See, when old poets start talking about breasts, high school boys start thinking, “Hey, maybe this poetry stuff is okay!” Two-hundred years, per!
His love is vaster than empires (the Roman one would be the standard in question here — it spanned three continents) and lasts longer (again, the Romans; they lasted 400 years or 1000 years depending on who you talk to). [Of course, if you really want to talk time span, go for the age of the Dinosaurs!]
Having proclaimed the greatness of his love if time were no matter, he shifts tone to point out that it does matter…
But at my back I always hear
Time’s winged chariot hurrying near;
And yonder all before us lie
Deserts of vast eternity.
The line about Time’s winged chariot is one of my favorite lines in all of poetry! And after the brief blip of a lifespan, the empty desert of eternity!
Having introduced the idea that we don’t have all the time in the world, now he puts on the pressure…
Thy beauty shall no more be found,
Nor, in thy marble vault, shall sound
My echoing song; then worms shall try
That long-preserved virginity,
And your quaint honor turn to dust,
And into ashes all my lust;
The grave’s a fine and private place,
But none, I think, do there embrace.
I do love that last couplet! And it sets a weird counterpoint to the idea of this being a romantic poem.
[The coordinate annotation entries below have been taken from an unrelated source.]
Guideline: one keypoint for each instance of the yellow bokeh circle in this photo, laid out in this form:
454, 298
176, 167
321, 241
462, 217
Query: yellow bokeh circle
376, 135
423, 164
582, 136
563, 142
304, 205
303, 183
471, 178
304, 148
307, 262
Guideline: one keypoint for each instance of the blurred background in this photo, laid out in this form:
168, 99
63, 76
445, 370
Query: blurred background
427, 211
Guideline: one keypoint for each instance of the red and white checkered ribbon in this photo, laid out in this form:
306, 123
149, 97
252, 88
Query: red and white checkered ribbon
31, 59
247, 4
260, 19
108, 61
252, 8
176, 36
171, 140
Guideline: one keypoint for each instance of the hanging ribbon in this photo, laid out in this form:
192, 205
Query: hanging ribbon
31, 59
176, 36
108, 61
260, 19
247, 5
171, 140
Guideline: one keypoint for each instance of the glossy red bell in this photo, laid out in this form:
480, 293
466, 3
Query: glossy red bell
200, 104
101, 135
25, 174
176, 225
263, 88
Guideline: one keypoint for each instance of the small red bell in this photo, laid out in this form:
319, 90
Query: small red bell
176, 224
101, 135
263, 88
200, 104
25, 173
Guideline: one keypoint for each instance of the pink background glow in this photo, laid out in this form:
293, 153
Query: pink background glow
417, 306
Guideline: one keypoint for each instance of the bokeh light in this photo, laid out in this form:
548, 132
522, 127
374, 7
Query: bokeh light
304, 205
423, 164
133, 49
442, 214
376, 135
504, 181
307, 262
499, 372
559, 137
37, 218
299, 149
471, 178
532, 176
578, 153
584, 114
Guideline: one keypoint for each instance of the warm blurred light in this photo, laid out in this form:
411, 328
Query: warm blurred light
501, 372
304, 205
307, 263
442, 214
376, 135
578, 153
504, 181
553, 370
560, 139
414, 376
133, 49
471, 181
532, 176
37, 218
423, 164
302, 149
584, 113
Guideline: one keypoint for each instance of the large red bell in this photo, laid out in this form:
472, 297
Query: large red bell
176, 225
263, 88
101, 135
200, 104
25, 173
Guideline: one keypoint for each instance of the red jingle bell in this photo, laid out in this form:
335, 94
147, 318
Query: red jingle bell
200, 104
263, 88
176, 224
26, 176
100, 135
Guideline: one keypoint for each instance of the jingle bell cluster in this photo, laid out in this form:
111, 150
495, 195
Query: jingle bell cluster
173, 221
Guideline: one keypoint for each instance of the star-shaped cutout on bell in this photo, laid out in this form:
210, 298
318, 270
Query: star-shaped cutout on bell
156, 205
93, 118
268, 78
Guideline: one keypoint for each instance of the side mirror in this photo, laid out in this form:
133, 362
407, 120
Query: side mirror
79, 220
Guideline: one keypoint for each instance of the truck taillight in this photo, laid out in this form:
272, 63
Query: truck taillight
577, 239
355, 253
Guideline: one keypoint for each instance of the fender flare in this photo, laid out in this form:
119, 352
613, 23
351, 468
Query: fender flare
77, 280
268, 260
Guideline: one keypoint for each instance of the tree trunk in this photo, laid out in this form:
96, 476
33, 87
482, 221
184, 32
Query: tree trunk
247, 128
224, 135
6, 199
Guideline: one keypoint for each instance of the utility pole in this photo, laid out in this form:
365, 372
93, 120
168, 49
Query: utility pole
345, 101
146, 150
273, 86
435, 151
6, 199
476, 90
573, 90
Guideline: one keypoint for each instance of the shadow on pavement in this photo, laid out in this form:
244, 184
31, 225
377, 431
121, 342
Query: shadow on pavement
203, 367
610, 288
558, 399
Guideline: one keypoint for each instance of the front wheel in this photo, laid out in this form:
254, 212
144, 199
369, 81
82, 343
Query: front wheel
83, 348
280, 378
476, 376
Having established a sense of urgency, now he makes his play…
Now therefore, while the youthful hue
Sits on thy skin like morning dew,
And while thy willing soul transpires
At every pore with instant fires,
Now let us sport us while we may;
And now, like amorous birds of prey,
Rather at once our time devour
Than languish in his slow-chapped power.
Let us roll our strength and all
Our sweetness up into one ball,
And tear our pleasures with rough strife
Through the iron gates of life:
Thus, though we cannot make our sun
Stand still, yet we will make him run.
And certainly one of my guiding principles has always been, “Now let us sport us while we may!” Time’s tide will wash away your days soon enough. Remember, you probably get less than 1000 “blobs”.
The same English teachers that we can credit with introducing me to Invictus and other greats can also be charged with introducing me to poems like this. I actually forget whether it was Mr. Wilson or Mrs. McGee; it easily could have been either!
Certainly I’ve been blessed in having parents and teachers that have exposed me to such powerful and explicative works.